What you need is a utility called Ninotech Path Copy . This allows you to right-click any file and copy the path, it also allows you to copy as UNC to paste as a link. I swear by it.
posted by clarkie666 at 6:33 PM on April 19, 2007 [1 favorite]


You can also just type a description of the file, highlight it, then click the hyperlink button on the toolbar of Outlook and then navigate to the network path in the pop-up window.
posted by Burhanistan at 8:03 PM on April 19, 2007


(or just right click your highlighted text and select "hyperlink")
posted by Burhanistan at 8:11 PM on April 19, 2007


I have Windows Explorer set to show the full path in the address bar, making it easy to cut and paste a hyperlink.
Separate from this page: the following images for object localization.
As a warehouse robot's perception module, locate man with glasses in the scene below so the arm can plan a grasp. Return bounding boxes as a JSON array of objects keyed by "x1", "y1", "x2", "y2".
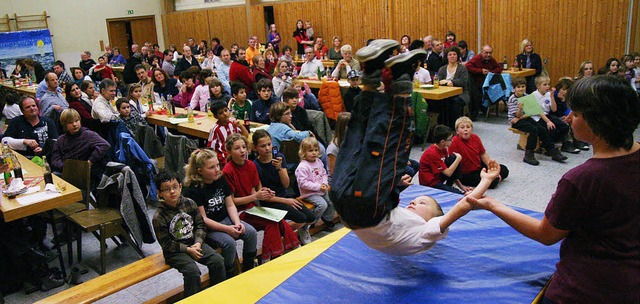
[
  {"x1": 465, "y1": 44, "x2": 502, "y2": 120},
  {"x1": 250, "y1": 78, "x2": 274, "y2": 125},
  {"x1": 300, "y1": 47, "x2": 324, "y2": 78}
]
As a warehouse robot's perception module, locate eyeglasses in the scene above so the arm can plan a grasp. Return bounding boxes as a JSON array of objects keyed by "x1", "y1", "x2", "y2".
[{"x1": 160, "y1": 186, "x2": 180, "y2": 192}]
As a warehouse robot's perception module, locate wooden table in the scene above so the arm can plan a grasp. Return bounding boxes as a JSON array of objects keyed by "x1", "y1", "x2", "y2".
[
  {"x1": 293, "y1": 59, "x2": 336, "y2": 68},
  {"x1": 502, "y1": 68, "x2": 536, "y2": 78},
  {"x1": 147, "y1": 108, "x2": 260, "y2": 142},
  {"x1": 296, "y1": 77, "x2": 350, "y2": 89},
  {"x1": 0, "y1": 81, "x2": 38, "y2": 96},
  {"x1": 0, "y1": 153, "x2": 82, "y2": 222},
  {"x1": 414, "y1": 85, "x2": 462, "y2": 100}
]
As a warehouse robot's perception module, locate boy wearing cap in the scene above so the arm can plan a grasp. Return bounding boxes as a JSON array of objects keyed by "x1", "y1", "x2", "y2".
[
  {"x1": 342, "y1": 70, "x2": 362, "y2": 113},
  {"x1": 329, "y1": 39, "x2": 500, "y2": 255}
]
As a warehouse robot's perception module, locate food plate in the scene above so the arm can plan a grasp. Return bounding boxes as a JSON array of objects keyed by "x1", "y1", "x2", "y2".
[{"x1": 2, "y1": 186, "x2": 29, "y2": 197}]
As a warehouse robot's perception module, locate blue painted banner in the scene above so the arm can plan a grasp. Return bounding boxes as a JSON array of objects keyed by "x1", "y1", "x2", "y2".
[{"x1": 0, "y1": 29, "x2": 55, "y2": 74}]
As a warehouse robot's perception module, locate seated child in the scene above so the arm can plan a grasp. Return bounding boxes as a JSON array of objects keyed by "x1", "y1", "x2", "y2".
[
  {"x1": 549, "y1": 77, "x2": 589, "y2": 153},
  {"x1": 222, "y1": 133, "x2": 300, "y2": 263},
  {"x1": 449, "y1": 116, "x2": 509, "y2": 191},
  {"x1": 184, "y1": 149, "x2": 257, "y2": 278},
  {"x1": 296, "y1": 137, "x2": 335, "y2": 244},
  {"x1": 250, "y1": 78, "x2": 274, "y2": 125},
  {"x1": 330, "y1": 39, "x2": 500, "y2": 255},
  {"x1": 418, "y1": 125, "x2": 466, "y2": 194},
  {"x1": 228, "y1": 81, "x2": 251, "y2": 119},
  {"x1": 207, "y1": 100, "x2": 249, "y2": 167},
  {"x1": 252, "y1": 130, "x2": 315, "y2": 245},
  {"x1": 507, "y1": 77, "x2": 567, "y2": 166},
  {"x1": 342, "y1": 70, "x2": 362, "y2": 113},
  {"x1": 116, "y1": 97, "x2": 148, "y2": 137},
  {"x1": 153, "y1": 171, "x2": 225, "y2": 297},
  {"x1": 531, "y1": 76, "x2": 580, "y2": 154}
]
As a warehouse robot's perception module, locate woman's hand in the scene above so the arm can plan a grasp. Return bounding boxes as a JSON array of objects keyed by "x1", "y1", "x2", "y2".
[{"x1": 284, "y1": 198, "x2": 303, "y2": 210}]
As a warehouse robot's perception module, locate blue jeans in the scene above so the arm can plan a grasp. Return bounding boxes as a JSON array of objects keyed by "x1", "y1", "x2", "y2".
[
  {"x1": 304, "y1": 193, "x2": 336, "y2": 224},
  {"x1": 206, "y1": 217, "x2": 258, "y2": 272}
]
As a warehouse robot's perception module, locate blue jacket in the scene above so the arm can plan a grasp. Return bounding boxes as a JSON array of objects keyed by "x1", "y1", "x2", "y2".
[
  {"x1": 267, "y1": 122, "x2": 310, "y2": 149},
  {"x1": 482, "y1": 72, "x2": 513, "y2": 107},
  {"x1": 116, "y1": 133, "x2": 158, "y2": 201}
]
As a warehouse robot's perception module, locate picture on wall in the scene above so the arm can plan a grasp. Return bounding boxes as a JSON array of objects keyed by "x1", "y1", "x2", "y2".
[{"x1": 0, "y1": 29, "x2": 55, "y2": 74}]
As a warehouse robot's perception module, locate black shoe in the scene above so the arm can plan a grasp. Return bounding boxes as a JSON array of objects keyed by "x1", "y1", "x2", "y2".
[
  {"x1": 40, "y1": 274, "x2": 64, "y2": 292},
  {"x1": 29, "y1": 247, "x2": 58, "y2": 263},
  {"x1": 522, "y1": 150, "x2": 540, "y2": 166},
  {"x1": 560, "y1": 142, "x2": 580, "y2": 154},
  {"x1": 573, "y1": 140, "x2": 589, "y2": 151}
]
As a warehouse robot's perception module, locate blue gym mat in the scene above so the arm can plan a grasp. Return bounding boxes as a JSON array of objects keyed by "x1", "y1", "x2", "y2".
[{"x1": 259, "y1": 185, "x2": 560, "y2": 303}]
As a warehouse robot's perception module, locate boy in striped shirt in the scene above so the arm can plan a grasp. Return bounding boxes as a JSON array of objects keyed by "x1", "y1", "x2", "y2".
[{"x1": 207, "y1": 101, "x2": 249, "y2": 168}]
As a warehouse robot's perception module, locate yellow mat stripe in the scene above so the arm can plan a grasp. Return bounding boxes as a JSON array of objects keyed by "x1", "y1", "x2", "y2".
[{"x1": 180, "y1": 228, "x2": 351, "y2": 303}]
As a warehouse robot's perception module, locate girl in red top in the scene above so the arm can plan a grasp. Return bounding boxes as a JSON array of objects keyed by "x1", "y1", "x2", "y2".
[{"x1": 222, "y1": 133, "x2": 300, "y2": 263}]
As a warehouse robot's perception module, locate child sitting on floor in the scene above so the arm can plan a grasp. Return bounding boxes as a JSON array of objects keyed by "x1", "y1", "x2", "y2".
[
  {"x1": 116, "y1": 97, "x2": 148, "y2": 137},
  {"x1": 507, "y1": 77, "x2": 567, "y2": 166},
  {"x1": 330, "y1": 39, "x2": 500, "y2": 255},
  {"x1": 418, "y1": 125, "x2": 466, "y2": 194},
  {"x1": 222, "y1": 133, "x2": 300, "y2": 263},
  {"x1": 153, "y1": 171, "x2": 225, "y2": 297},
  {"x1": 207, "y1": 100, "x2": 249, "y2": 167},
  {"x1": 296, "y1": 137, "x2": 335, "y2": 243},
  {"x1": 252, "y1": 130, "x2": 315, "y2": 245},
  {"x1": 449, "y1": 116, "x2": 509, "y2": 191},
  {"x1": 184, "y1": 149, "x2": 257, "y2": 278}
]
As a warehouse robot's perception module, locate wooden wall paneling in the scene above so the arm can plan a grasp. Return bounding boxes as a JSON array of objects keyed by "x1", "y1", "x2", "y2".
[
  {"x1": 482, "y1": 0, "x2": 629, "y2": 83},
  {"x1": 389, "y1": 0, "x2": 478, "y2": 50},
  {"x1": 207, "y1": 6, "x2": 249, "y2": 48},
  {"x1": 130, "y1": 16, "x2": 158, "y2": 47}
]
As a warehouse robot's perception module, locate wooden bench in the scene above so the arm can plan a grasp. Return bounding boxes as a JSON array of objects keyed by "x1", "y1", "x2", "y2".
[{"x1": 37, "y1": 252, "x2": 171, "y2": 304}]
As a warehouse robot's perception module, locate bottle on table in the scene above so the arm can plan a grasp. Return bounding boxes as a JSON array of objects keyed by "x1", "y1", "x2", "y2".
[
  {"x1": 42, "y1": 156, "x2": 53, "y2": 184},
  {"x1": 244, "y1": 111, "x2": 251, "y2": 132},
  {"x1": 187, "y1": 107, "x2": 196, "y2": 122}
]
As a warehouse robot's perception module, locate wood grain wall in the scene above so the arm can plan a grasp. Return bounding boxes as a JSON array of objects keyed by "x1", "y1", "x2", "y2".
[
  {"x1": 482, "y1": 0, "x2": 629, "y2": 83},
  {"x1": 165, "y1": 0, "x2": 640, "y2": 82},
  {"x1": 273, "y1": 0, "x2": 389, "y2": 51}
]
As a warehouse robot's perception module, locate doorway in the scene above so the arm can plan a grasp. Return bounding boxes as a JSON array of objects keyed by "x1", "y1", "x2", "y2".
[{"x1": 107, "y1": 15, "x2": 162, "y2": 58}]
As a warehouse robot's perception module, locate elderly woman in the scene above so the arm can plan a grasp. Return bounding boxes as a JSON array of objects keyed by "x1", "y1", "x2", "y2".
[
  {"x1": 271, "y1": 60, "x2": 295, "y2": 100},
  {"x1": 109, "y1": 48, "x2": 127, "y2": 65},
  {"x1": 438, "y1": 46, "x2": 470, "y2": 130},
  {"x1": 151, "y1": 68, "x2": 180, "y2": 98},
  {"x1": 51, "y1": 109, "x2": 111, "y2": 183},
  {"x1": 516, "y1": 39, "x2": 542, "y2": 94},
  {"x1": 469, "y1": 76, "x2": 640, "y2": 303},
  {"x1": 331, "y1": 44, "x2": 360, "y2": 79}
]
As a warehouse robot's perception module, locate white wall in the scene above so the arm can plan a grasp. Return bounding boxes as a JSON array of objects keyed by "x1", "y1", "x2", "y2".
[
  {"x1": 175, "y1": 0, "x2": 246, "y2": 11},
  {"x1": 0, "y1": 0, "x2": 164, "y2": 70}
]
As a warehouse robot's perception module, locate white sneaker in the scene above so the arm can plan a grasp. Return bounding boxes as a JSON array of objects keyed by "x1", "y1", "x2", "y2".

If the path has spaces, start it with < and end it with >. When you hit enter, it will create a hyperlink out of the text inbetween, spaces included.
posted by kableh at 10:10 PM on April 19, 2007


Use a repository system, like svn or cvs.
posted by about_time at 10:55 PM on April 19, 2007


I have an wee application I made years ago that does the same as (free) Ninotech Path Copy (although without all the extra options). Mine does support multiple selections i.e. copying and pasting UNC paths for more than one file at once. If you need multiple selection (and PathCopy doesn't support that - perhaps it does) then you're more than welcome to it.
posted by NailsTheCat at 8:11 AM on April 20, 2007


Thanks, Nails. I like the Ninotech/Nails options because they seem so easy. My office mates are seriously undermotivated and the fewer clicks, the better. But, our IT environment is so strictly regulated that I'm not sure we'll be able to incorporate a new application. I'm checking on it now and may email you if I get good news.